Est-ce parce qu’il est sorti il y a encore peu de temps ?  Ce « Roi Lézard » a pour l’instant rencontré peu d’échos dans la presse. Il le mérite pourtant.

Cette discrétion pourrait être relative à l’annonce honnête de l’éditrice et de l’auteure : ce reptile là est fils d’un « Travesti… ». C’est que Dominique Sylvain s’est fait une spécialité de réécrire ses romans vieux d’une dizaine d’année, parus chez Viviane Hamy. Elle nous a déjà offert une réécriture de « Baka » d’abord, puis de « Sœurs de Sang ». C’est aujourd’hui « Travesti » qu’elle reprend. Il ne s’est pas agi pas pour elle de déguiser, changeant quelques oripeaux vieillots pour du chiffon tendance…Si déshabillage il y a eu, il est allé jusqu’à l’os.

Cette originalité littéraire méritait un intérêt curieux.

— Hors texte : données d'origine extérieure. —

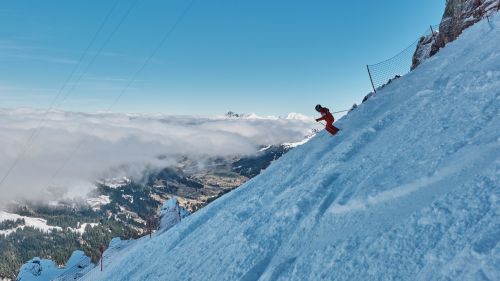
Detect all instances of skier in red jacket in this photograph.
[316,104,339,135]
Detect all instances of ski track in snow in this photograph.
[84,15,500,281]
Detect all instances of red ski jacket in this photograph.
[316,107,335,123]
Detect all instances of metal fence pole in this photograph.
[430,25,437,42]
[366,65,377,93]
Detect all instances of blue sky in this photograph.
[0,0,445,115]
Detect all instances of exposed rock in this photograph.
[411,0,500,70]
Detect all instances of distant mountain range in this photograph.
[0,131,317,279]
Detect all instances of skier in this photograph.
[315,104,340,135]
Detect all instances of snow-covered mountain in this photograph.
[76,15,500,281]
[16,251,94,281]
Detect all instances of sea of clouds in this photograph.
[0,108,318,203]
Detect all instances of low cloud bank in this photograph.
[0,109,317,204]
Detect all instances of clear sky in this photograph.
[0,0,445,115]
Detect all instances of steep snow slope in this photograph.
[89,15,500,280]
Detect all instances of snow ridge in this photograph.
[87,15,500,281]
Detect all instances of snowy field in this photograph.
[84,15,500,281]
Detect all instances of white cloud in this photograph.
[0,109,317,202]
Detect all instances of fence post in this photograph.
[366,65,377,93]
[430,25,437,43]
[99,243,104,271]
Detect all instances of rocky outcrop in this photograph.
[411,0,500,69]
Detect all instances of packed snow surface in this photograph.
[16,251,94,281]
[89,15,500,281]
[0,210,62,235]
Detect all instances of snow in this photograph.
[0,210,62,235]
[87,195,111,209]
[98,177,132,189]
[68,223,99,235]
[16,251,94,281]
[79,14,500,281]
[160,197,190,231]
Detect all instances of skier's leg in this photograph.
[325,124,339,135]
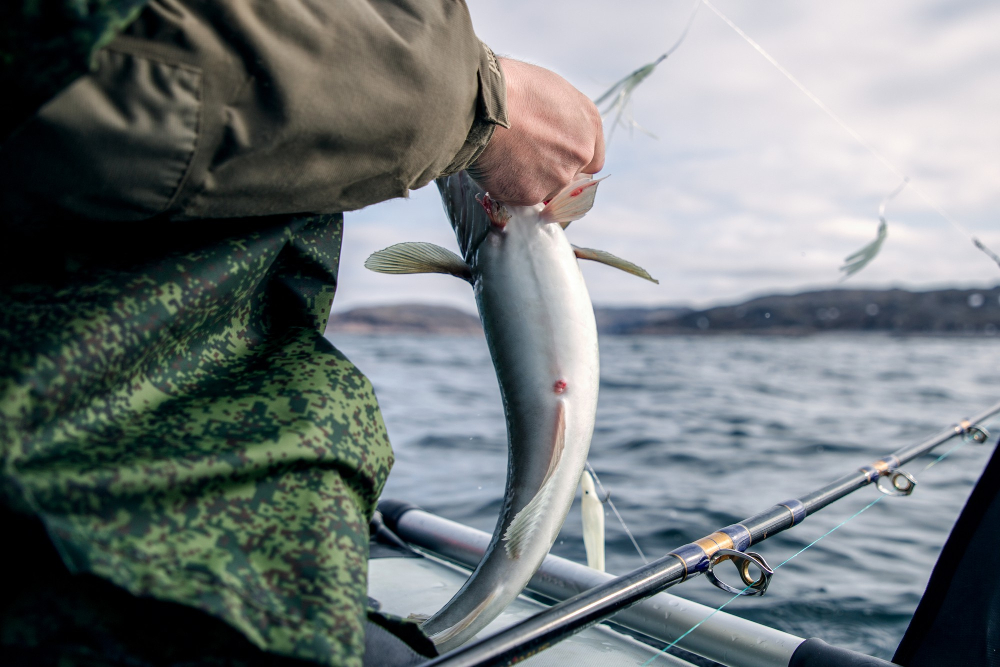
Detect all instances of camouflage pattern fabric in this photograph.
[0,214,392,666]
[0,0,148,141]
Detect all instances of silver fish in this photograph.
[365,172,656,652]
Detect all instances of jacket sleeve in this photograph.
[2,0,507,220]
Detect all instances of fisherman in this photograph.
[0,0,603,666]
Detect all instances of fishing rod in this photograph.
[424,403,1000,667]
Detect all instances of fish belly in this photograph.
[423,220,599,651]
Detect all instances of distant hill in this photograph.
[640,286,1000,335]
[327,285,1000,335]
[326,304,483,335]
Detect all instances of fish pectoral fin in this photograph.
[503,401,566,559]
[538,174,607,229]
[573,246,660,285]
[365,242,472,283]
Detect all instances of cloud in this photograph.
[337,0,1000,309]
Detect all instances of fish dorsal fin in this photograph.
[539,174,607,229]
[503,400,566,560]
[573,246,660,285]
[365,242,472,283]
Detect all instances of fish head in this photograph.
[436,171,604,267]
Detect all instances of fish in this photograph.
[365,171,656,653]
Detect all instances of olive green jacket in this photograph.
[0,0,506,665]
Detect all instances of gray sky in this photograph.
[334,0,1000,311]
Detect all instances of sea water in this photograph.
[331,334,1000,658]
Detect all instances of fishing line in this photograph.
[700,0,1000,266]
[584,461,649,565]
[642,439,969,667]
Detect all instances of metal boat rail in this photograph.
[379,500,805,667]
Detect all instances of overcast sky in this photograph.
[334,0,1000,311]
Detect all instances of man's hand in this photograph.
[470,58,604,206]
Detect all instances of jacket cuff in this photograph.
[442,42,510,176]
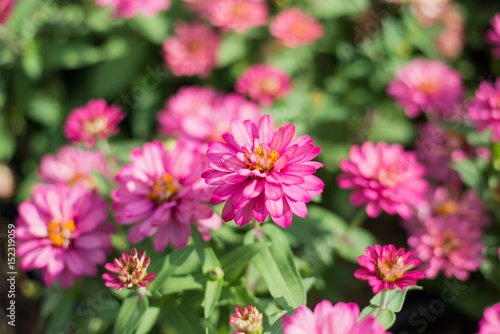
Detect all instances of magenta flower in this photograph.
[111,142,221,251]
[338,142,427,218]
[281,300,390,334]
[236,65,291,106]
[206,0,268,34]
[16,183,114,287]
[102,248,156,290]
[202,115,324,227]
[163,23,219,77]
[469,78,500,142]
[157,86,260,144]
[354,245,424,294]
[64,99,125,147]
[387,59,465,117]
[269,7,324,48]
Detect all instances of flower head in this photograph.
[338,142,427,218]
[163,23,219,77]
[16,184,114,287]
[236,65,291,106]
[64,99,125,147]
[269,8,323,48]
[387,59,464,117]
[202,115,324,227]
[281,300,390,334]
[354,245,424,294]
[102,248,156,290]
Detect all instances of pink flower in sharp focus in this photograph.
[469,78,500,142]
[281,300,390,334]
[236,65,291,106]
[102,248,156,290]
[354,245,424,294]
[157,86,261,144]
[269,8,323,48]
[16,184,114,287]
[202,115,324,227]
[163,23,219,77]
[338,142,427,218]
[111,142,221,251]
[64,99,125,147]
[387,59,465,117]
[206,0,268,34]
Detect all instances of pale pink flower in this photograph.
[157,86,261,144]
[16,183,114,287]
[354,245,424,294]
[163,23,219,77]
[338,142,427,218]
[64,99,125,147]
[111,142,221,251]
[269,7,323,48]
[206,0,268,34]
[236,64,291,106]
[202,115,324,227]
[281,300,390,334]
[387,58,465,117]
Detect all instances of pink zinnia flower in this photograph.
[202,115,324,227]
[206,0,268,34]
[102,248,156,290]
[269,8,323,48]
[64,99,125,147]
[111,142,221,251]
[96,0,170,19]
[236,65,291,106]
[354,245,424,294]
[338,142,427,218]
[476,304,500,334]
[16,183,114,287]
[281,300,390,334]
[469,78,500,142]
[163,23,219,77]
[387,59,465,117]
[486,13,500,58]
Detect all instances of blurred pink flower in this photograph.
[387,58,465,117]
[236,64,291,106]
[338,142,427,218]
[206,0,268,34]
[163,23,219,77]
[102,248,156,290]
[269,7,323,48]
[111,142,221,251]
[202,115,324,227]
[281,300,390,334]
[64,99,125,147]
[16,183,114,287]
[157,86,261,144]
[469,78,500,142]
[354,245,424,294]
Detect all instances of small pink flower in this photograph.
[163,23,219,77]
[338,142,427,218]
[469,78,500,142]
[102,248,156,290]
[206,0,268,34]
[16,183,114,287]
[269,8,323,48]
[202,115,324,227]
[236,65,291,106]
[111,142,221,251]
[281,300,390,334]
[387,59,465,117]
[64,99,125,147]
[354,245,424,294]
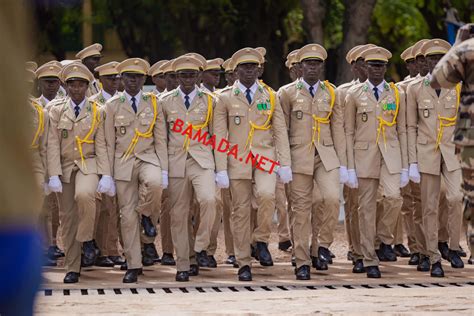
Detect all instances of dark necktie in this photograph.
[374,87,379,101]
[131,97,137,113]
[184,94,191,109]
[245,89,252,104]
[74,105,81,117]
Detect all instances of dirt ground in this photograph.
[36,224,474,315]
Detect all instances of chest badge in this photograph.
[296,110,303,120]
[362,112,369,122]
[423,109,430,118]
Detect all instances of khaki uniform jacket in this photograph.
[28,98,49,179]
[47,97,110,183]
[407,77,460,175]
[160,87,215,178]
[214,81,291,179]
[344,81,408,179]
[105,92,168,181]
[278,80,346,175]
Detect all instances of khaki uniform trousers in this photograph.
[116,159,162,269]
[290,156,339,267]
[395,181,426,253]
[275,181,290,242]
[420,160,462,264]
[160,189,174,254]
[168,157,216,271]
[95,194,120,256]
[230,169,276,267]
[343,186,363,260]
[358,158,403,267]
[60,167,99,273]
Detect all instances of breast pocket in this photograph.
[228,108,248,127]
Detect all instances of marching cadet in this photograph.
[148,60,168,96]
[335,44,375,273]
[394,46,425,265]
[214,48,292,281]
[278,44,347,280]
[26,69,50,266]
[344,47,408,278]
[76,43,102,97]
[89,61,125,267]
[407,39,464,277]
[47,63,115,283]
[160,54,216,282]
[105,58,168,283]
[431,23,474,264]
[35,62,64,266]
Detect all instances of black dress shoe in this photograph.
[94,257,115,268]
[208,256,217,268]
[257,241,273,267]
[189,264,199,276]
[225,256,236,265]
[176,271,189,282]
[365,266,382,279]
[142,215,156,237]
[430,261,444,278]
[142,253,155,267]
[352,259,366,273]
[63,272,80,283]
[161,252,176,266]
[376,242,397,261]
[318,247,332,264]
[48,245,64,260]
[82,240,97,267]
[438,241,449,260]
[196,250,209,268]
[448,249,464,269]
[109,256,125,266]
[123,268,143,283]
[143,243,160,262]
[393,244,410,258]
[311,257,328,271]
[416,255,431,272]
[238,266,252,281]
[295,265,311,280]
[347,251,354,262]
[278,240,291,251]
[408,252,420,266]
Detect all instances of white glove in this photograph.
[346,169,359,189]
[277,166,293,184]
[97,175,115,194]
[43,182,51,196]
[400,169,410,188]
[408,163,421,183]
[216,170,229,189]
[339,166,349,184]
[48,176,63,193]
[161,170,168,189]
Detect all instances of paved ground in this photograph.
[36,221,474,315]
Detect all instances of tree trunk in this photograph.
[336,0,376,84]
[301,0,326,45]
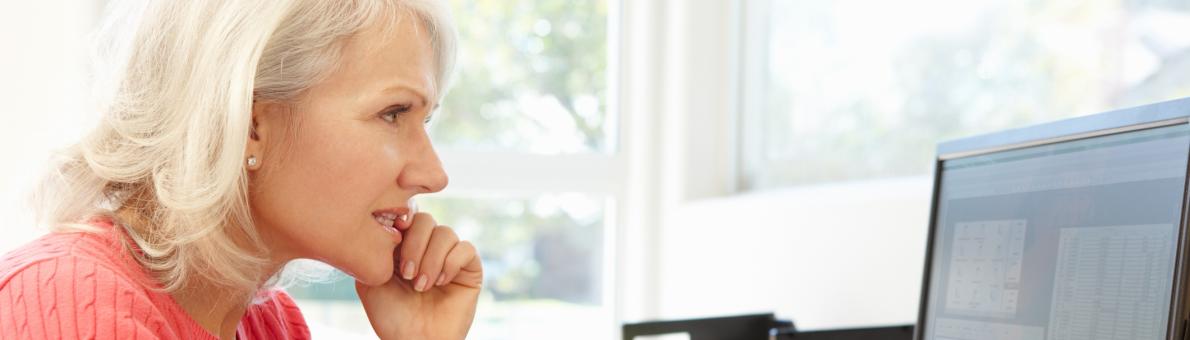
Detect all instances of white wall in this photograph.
[0,0,96,253]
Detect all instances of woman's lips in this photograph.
[372,208,408,244]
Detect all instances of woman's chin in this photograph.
[349,257,394,287]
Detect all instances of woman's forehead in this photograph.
[330,17,437,99]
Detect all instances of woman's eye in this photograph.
[380,105,409,122]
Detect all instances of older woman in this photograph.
[0,0,483,339]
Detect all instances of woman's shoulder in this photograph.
[0,223,132,290]
[0,223,192,339]
[239,289,311,339]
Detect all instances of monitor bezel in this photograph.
[913,97,1190,340]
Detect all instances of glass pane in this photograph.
[762,0,1190,184]
[289,194,613,339]
[431,0,615,153]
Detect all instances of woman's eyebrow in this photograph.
[380,83,437,108]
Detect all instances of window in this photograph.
[289,0,624,339]
[741,0,1190,188]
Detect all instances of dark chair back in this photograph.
[622,313,793,340]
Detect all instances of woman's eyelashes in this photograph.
[380,103,413,124]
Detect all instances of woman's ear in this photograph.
[244,100,283,171]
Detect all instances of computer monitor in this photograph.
[914,99,1190,340]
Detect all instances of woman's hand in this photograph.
[356,213,483,340]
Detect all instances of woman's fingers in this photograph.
[399,213,438,281]
[413,226,458,291]
[434,241,483,287]
[397,213,483,291]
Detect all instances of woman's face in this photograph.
[248,18,447,285]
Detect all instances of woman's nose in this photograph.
[397,141,450,194]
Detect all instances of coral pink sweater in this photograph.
[0,220,309,339]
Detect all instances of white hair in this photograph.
[35,0,456,291]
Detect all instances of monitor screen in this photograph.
[922,124,1190,340]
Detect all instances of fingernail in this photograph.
[401,259,417,279]
[413,275,430,291]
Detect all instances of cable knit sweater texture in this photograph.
[0,220,311,339]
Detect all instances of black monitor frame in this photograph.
[913,97,1190,340]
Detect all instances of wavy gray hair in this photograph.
[35,0,456,291]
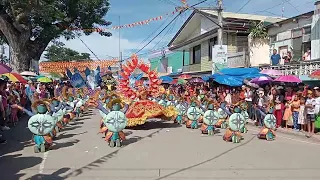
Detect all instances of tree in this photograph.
[0,0,111,71]
[44,45,90,62]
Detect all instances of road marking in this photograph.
[248,129,320,146]
[39,151,49,174]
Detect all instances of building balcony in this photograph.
[260,59,320,76]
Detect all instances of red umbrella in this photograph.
[0,63,12,74]
[179,74,192,79]
[309,70,320,79]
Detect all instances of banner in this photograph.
[39,59,119,73]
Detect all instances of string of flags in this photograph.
[67,6,188,32]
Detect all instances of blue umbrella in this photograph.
[159,76,173,83]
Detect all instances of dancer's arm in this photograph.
[11,104,35,116]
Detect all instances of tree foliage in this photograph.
[249,21,269,39]
[44,45,90,62]
[0,0,111,69]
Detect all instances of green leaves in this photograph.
[44,45,90,62]
[249,21,268,39]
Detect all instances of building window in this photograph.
[208,37,218,61]
[303,26,311,34]
[191,45,201,64]
[182,50,186,66]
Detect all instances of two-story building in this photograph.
[262,0,320,76]
[149,49,189,74]
[168,8,282,72]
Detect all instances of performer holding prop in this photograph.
[201,100,219,135]
[186,98,201,129]
[258,111,276,141]
[12,100,56,153]
[91,99,127,147]
[223,108,245,143]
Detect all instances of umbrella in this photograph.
[250,76,273,84]
[3,73,27,83]
[190,78,204,83]
[179,74,192,79]
[20,71,38,76]
[0,64,12,74]
[159,76,173,83]
[309,70,320,80]
[274,75,302,83]
[177,79,187,84]
[37,77,52,83]
[260,69,283,76]
[243,79,259,89]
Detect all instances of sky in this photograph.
[1,0,315,60]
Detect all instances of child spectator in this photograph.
[306,90,316,137]
[298,97,307,130]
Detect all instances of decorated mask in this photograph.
[68,96,74,101]
[52,100,59,107]
[112,103,121,111]
[103,111,127,132]
[37,104,48,114]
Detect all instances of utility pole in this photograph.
[218,0,223,45]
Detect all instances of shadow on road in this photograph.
[0,154,42,180]
[126,121,181,130]
[54,131,88,140]
[27,168,70,180]
[50,139,80,151]
[0,117,33,156]
[155,136,256,180]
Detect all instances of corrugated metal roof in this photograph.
[200,9,286,23]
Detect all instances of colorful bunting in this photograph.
[39,59,119,73]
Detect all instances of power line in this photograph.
[236,0,252,13]
[284,0,301,13]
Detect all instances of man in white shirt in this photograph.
[306,90,320,137]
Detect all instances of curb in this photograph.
[247,120,320,140]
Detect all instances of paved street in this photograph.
[0,111,320,180]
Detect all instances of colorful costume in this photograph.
[223,108,245,143]
[216,108,228,129]
[97,99,127,147]
[258,113,276,141]
[19,100,56,153]
[119,56,167,126]
[201,102,219,135]
[186,100,202,129]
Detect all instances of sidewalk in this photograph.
[247,120,320,140]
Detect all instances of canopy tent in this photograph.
[212,68,265,86]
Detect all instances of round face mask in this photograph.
[68,97,74,101]
[103,111,128,132]
[112,103,121,111]
[229,113,246,131]
[203,110,219,125]
[28,114,55,136]
[52,100,59,107]
[263,114,276,129]
[37,104,48,114]
[187,107,201,121]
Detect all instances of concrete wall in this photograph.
[149,52,189,72]
[268,17,312,36]
[248,36,270,66]
[200,15,218,34]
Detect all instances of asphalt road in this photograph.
[0,111,320,180]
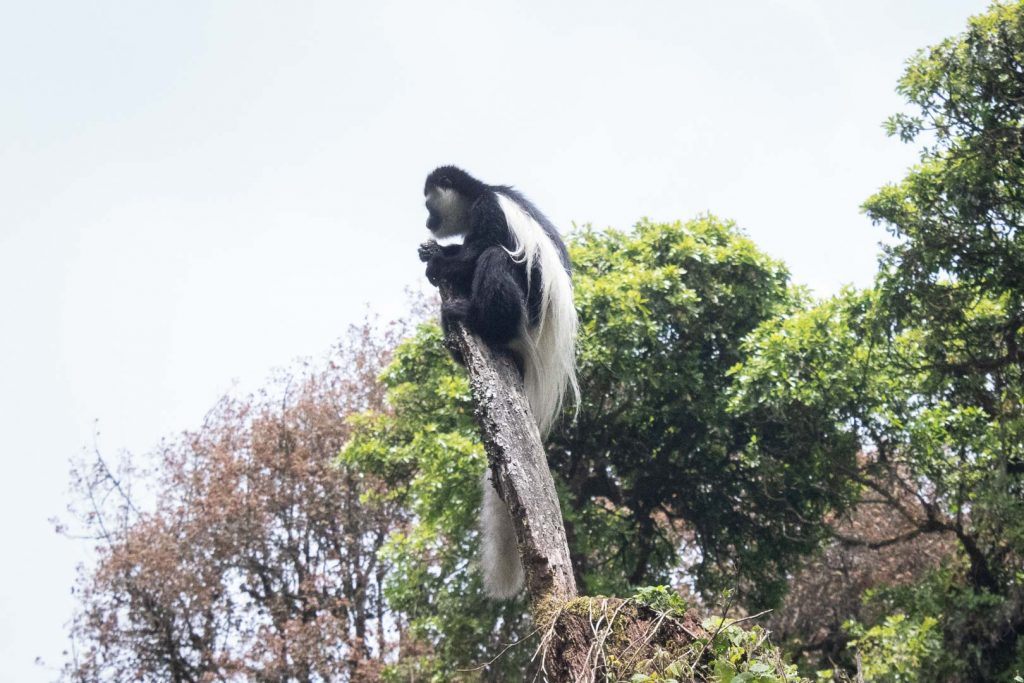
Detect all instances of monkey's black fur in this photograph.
[420,166,569,359]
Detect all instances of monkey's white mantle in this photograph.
[439,284,577,606]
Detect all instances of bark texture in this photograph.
[439,283,577,608]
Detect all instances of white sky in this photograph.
[0,0,986,681]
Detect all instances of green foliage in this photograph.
[633,586,688,616]
[548,216,855,604]
[845,614,942,683]
[342,216,855,678]
[606,617,808,683]
[732,2,1024,680]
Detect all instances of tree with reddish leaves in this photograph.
[63,323,406,682]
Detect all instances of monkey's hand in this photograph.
[418,240,441,263]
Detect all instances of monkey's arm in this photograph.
[421,242,483,295]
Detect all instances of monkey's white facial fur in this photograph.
[427,187,469,238]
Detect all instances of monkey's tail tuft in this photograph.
[480,468,524,600]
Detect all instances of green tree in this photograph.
[734,2,1024,680]
[343,216,856,680]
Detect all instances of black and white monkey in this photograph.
[420,166,580,598]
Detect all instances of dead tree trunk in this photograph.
[420,243,706,683]
[430,283,577,608]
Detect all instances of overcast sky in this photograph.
[0,0,985,681]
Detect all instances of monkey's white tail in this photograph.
[480,193,580,599]
[480,467,523,600]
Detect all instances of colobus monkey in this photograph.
[420,166,580,598]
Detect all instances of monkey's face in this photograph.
[426,185,469,238]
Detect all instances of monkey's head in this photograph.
[423,166,487,238]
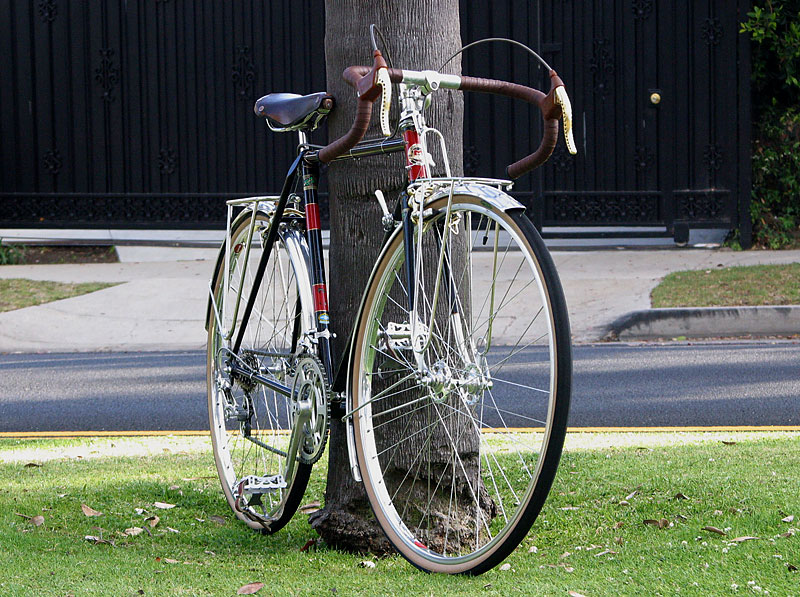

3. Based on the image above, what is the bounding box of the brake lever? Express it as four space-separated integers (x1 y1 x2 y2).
375 67 392 137
555 85 578 155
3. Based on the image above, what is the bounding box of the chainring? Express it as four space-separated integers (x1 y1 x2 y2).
291 353 331 464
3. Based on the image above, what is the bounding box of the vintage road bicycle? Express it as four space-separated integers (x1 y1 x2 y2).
206 29 575 574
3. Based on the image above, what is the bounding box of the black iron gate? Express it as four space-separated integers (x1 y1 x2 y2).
0 0 750 242
462 0 751 244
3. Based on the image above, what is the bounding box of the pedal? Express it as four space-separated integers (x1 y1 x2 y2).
379 321 411 352
239 474 287 495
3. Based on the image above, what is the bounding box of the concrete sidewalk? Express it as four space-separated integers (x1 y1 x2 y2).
0 247 800 352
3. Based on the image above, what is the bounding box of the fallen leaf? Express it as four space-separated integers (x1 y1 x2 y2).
81 504 103 516
299 501 320 514
300 539 317 551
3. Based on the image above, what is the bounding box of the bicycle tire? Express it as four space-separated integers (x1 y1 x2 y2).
206 211 311 533
351 194 572 575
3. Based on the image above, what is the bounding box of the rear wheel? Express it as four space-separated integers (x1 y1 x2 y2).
351 195 571 574
207 213 314 533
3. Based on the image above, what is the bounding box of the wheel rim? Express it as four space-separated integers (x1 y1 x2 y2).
354 198 560 571
208 218 307 530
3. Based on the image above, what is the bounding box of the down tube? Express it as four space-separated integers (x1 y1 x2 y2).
303 162 333 384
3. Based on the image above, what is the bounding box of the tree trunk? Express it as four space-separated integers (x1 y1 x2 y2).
311 0 463 553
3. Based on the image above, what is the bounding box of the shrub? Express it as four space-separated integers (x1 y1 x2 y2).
742 0 800 248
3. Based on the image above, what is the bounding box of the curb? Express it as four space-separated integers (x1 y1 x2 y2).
603 305 800 340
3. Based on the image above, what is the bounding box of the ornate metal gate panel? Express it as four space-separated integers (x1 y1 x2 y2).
0 0 325 228
0 0 750 243
462 0 751 244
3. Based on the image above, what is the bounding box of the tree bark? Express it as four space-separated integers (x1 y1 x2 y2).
311 0 463 553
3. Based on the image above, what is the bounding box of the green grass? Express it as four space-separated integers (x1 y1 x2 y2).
0 433 800 596
0 278 114 313
650 263 800 307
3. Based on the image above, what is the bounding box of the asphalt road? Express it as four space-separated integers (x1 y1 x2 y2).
0 343 800 432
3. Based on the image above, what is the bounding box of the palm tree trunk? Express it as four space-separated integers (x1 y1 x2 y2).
311 0 463 553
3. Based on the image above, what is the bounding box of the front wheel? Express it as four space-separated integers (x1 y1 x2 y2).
351 195 572 574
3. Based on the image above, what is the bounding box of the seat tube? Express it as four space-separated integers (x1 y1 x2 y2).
303 162 333 383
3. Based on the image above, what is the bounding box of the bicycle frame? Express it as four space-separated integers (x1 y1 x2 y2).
209 85 524 416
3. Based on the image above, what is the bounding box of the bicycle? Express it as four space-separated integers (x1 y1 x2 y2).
206 26 574 574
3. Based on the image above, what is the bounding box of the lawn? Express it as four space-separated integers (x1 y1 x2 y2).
650 263 800 308
0 432 800 597
0 278 114 313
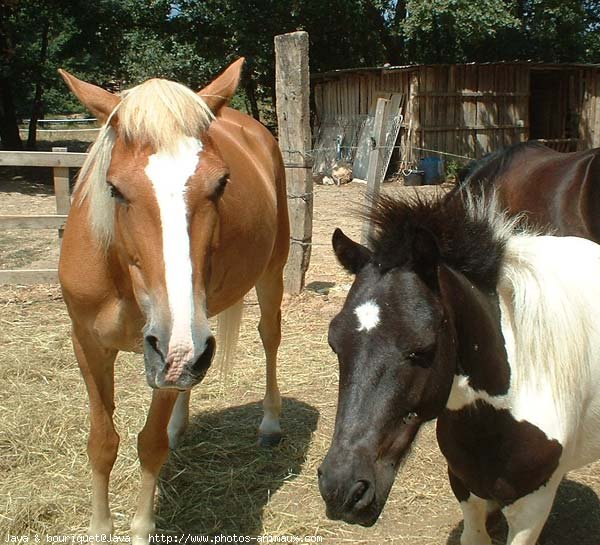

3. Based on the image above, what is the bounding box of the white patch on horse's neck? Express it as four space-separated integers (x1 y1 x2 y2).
354 299 379 331
145 136 202 367
446 375 510 411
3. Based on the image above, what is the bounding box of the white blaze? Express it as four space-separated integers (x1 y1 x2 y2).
354 299 379 331
145 136 202 370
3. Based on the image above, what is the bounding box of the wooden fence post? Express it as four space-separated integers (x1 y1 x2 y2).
275 32 313 293
52 147 71 240
360 98 388 245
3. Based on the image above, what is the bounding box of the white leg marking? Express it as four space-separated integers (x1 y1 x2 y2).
167 390 191 450
460 494 492 545
354 299 379 331
145 136 202 380
502 473 562 545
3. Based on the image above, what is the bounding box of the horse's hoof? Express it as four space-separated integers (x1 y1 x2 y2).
258 432 283 448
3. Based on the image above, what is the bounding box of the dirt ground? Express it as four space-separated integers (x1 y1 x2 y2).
0 171 600 545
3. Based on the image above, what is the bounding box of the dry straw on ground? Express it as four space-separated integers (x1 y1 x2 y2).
0 178 600 545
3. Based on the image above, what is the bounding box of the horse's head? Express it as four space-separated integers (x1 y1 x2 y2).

Louise Morvan, détective privée, a hérité de l’agence de son oncle, Julian Eden. La mort dramatique de celui-ci, jamais élucidée, est d’un poids trop pesant pour la jeune femme. Près de deux décennies plus tard, elle se lance sur les traces froides du tueur de son oncle. Elle n’affronte pas seule ces démons passés. Serge Clementi, son amant, commissaire à la brigade criminelle, protège l’impétueuse Louise. Malgré une enquête prenante sur un tueur en série de SDF sur les quais de Seine, il va lui prêter son concours. Il y a aussi Casadès, flic en retraite, à qui autrefois le dossier fut retiré. Reprendre ce dossier, c’est pour tous retrouver l’ambiance des années soixante-dix, rencontrer les femmes qui furent proches de Julian Eden, le séducteur, se pencher sur sa vie privée. Pour Louise, le danger est grand, en se confrontant à la réalité, de perdre l’image idéale d’un oncle adulé.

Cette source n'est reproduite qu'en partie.